Sa grand-mère parlait souvent de l'importance de la religion, du respect des kamis, des traditions, ayant fait de Wakaba une personne croyante sans vraiment l'être; du moment qu'on se sent en sécurité... elle sonna la cloche du temple et pria un instant, sans trop savoir quoi demander, pudique. Elle se plaignait de tout et n'avait rien à demander; drôle de femme. Elle qui était l'hôte de la puissance de Kanayama-hime, le temple qui contenait la présence fantôme de sa propre mère, le bout de viande qui contenait les espoirs du PDG de la Yomotsu. Elle-même se pensait une fille grise, trop grosse, trop ennuyeuse : elle voudrait être quelqu'un d'autre. Avoir quelqu'un qui lui parle, des fois. Avoir un ami.

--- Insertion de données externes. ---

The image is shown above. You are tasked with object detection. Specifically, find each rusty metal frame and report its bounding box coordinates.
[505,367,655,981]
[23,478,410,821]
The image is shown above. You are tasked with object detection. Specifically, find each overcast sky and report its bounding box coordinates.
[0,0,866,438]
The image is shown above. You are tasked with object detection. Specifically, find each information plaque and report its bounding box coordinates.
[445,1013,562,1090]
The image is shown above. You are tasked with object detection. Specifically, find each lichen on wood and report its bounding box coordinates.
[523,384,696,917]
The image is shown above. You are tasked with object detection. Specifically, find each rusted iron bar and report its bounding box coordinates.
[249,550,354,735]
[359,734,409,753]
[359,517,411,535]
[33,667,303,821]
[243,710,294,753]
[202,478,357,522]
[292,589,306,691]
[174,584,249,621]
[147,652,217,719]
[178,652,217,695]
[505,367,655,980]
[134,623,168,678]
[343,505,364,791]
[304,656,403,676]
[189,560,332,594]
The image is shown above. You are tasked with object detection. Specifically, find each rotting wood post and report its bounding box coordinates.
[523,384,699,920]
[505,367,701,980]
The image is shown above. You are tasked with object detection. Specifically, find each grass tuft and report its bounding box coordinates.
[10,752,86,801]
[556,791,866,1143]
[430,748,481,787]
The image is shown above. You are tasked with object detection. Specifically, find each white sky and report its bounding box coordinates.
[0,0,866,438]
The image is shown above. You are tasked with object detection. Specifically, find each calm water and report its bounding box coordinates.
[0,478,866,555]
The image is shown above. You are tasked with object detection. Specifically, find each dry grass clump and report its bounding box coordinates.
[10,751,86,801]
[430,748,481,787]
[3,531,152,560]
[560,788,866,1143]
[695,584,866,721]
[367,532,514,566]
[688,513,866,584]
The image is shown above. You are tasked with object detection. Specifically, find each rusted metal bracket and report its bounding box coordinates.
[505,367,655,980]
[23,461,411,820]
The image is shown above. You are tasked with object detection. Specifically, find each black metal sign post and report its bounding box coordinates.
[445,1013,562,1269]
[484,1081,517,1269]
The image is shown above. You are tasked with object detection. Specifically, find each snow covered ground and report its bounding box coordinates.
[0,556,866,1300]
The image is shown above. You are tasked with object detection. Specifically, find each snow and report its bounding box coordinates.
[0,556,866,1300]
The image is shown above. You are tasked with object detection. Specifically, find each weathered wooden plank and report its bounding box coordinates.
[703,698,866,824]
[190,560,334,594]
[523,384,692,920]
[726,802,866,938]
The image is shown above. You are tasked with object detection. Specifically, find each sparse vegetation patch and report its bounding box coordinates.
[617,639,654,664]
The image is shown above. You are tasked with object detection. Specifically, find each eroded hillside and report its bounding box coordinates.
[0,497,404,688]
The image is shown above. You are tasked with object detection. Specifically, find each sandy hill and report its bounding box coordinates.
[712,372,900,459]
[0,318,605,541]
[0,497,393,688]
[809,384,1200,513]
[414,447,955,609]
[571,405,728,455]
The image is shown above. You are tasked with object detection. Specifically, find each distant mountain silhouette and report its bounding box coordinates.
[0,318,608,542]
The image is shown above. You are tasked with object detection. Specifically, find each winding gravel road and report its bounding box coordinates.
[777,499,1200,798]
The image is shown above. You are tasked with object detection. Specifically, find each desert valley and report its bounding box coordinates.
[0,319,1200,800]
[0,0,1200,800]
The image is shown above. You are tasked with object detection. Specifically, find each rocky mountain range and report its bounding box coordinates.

Qui prier? Rien ne lui vint mais les mains jointes devant le visage, Wakaba pria fort pour qu'en cette heure avancée, quelqu'un soit là, au temple. Quelqu'un qui ne la jugerait pas. Juste une présence. Elle essaya de s'imaginer un ami, même s'il n'existait pas, et cette sensation lui donna envie de pleurer mais elle se retint. Ses poches pleines de snacks ne contenaient pas longtemps ses angoisses car quand elles étaient vides et son estomac plein, son moral restait toujours creux. Qui prier, que demander? Si les kamis existaient, qu'avaient-ils à faire d'une petite bonne femme comme elle, qui se plaignait constamment?
La cloche tinta dans le vent du soir, et rien ne se passa.
Elle resta seule un moment, à errer aux abords du temple avant de décider de rentrer chez elle.